AAS use has been linked to a higher risk of heart attack or stroke.
What are anabolic steroids?
AASs are synthetic versions of the primary male hormone, testosterone. They affect many parts of the body, including the muscles, bones, hair follicles, liver, kidneys, blood, immune system, reproductive system and the central nervous system.
During puberty, increases in testosterone levels enable the development of characteristics such as facial and body hair growth, increased height and muscle mass, a deepening voice, and the sex drive.
Testosterone can also contribute to competitiveness, self-esteem, and aggressiveness.
How do people use them?
Continuous use of AASs can lead to problems such as tolerance.
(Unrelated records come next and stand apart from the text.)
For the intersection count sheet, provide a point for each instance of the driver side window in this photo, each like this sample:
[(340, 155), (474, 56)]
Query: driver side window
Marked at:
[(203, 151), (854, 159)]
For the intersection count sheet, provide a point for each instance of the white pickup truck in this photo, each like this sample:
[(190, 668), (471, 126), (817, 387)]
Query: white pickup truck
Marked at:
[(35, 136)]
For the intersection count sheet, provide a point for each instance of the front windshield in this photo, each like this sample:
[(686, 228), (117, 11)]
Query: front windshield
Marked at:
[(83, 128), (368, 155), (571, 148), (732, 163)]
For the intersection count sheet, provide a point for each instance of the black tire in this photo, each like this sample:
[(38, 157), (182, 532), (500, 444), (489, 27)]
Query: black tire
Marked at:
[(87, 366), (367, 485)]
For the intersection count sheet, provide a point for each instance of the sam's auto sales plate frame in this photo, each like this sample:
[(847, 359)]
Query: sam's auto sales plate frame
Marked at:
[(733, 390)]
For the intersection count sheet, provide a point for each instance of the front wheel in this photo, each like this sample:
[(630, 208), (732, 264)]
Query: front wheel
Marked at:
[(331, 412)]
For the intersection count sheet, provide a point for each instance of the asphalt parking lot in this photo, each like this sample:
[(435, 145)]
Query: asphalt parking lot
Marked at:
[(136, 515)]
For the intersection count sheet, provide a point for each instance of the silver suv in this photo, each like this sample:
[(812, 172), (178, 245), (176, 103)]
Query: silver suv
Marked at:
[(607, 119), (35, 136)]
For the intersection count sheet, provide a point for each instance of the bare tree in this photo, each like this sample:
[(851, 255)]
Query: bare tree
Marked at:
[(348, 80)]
They may even cause the body to stop producing its own testosterone.
Some people use AASs continuously, but others try to minimize their possible adverse effects through different patterns of use.
Cycling: The person takes AASs in cycles of 6 to 12 weeks (known as the “on” period), followed by 4 weeks to several months off.
Stacking: Users combine several different types of steroids or incorporate other supplements in an attempt to maximize the effectiveness of the steroids. This is called “stacking.”
Pyramiding: Some users gradually increase the dose to a peak, then reduce the amount.
However, there is no evidence that these methods reduce the risks.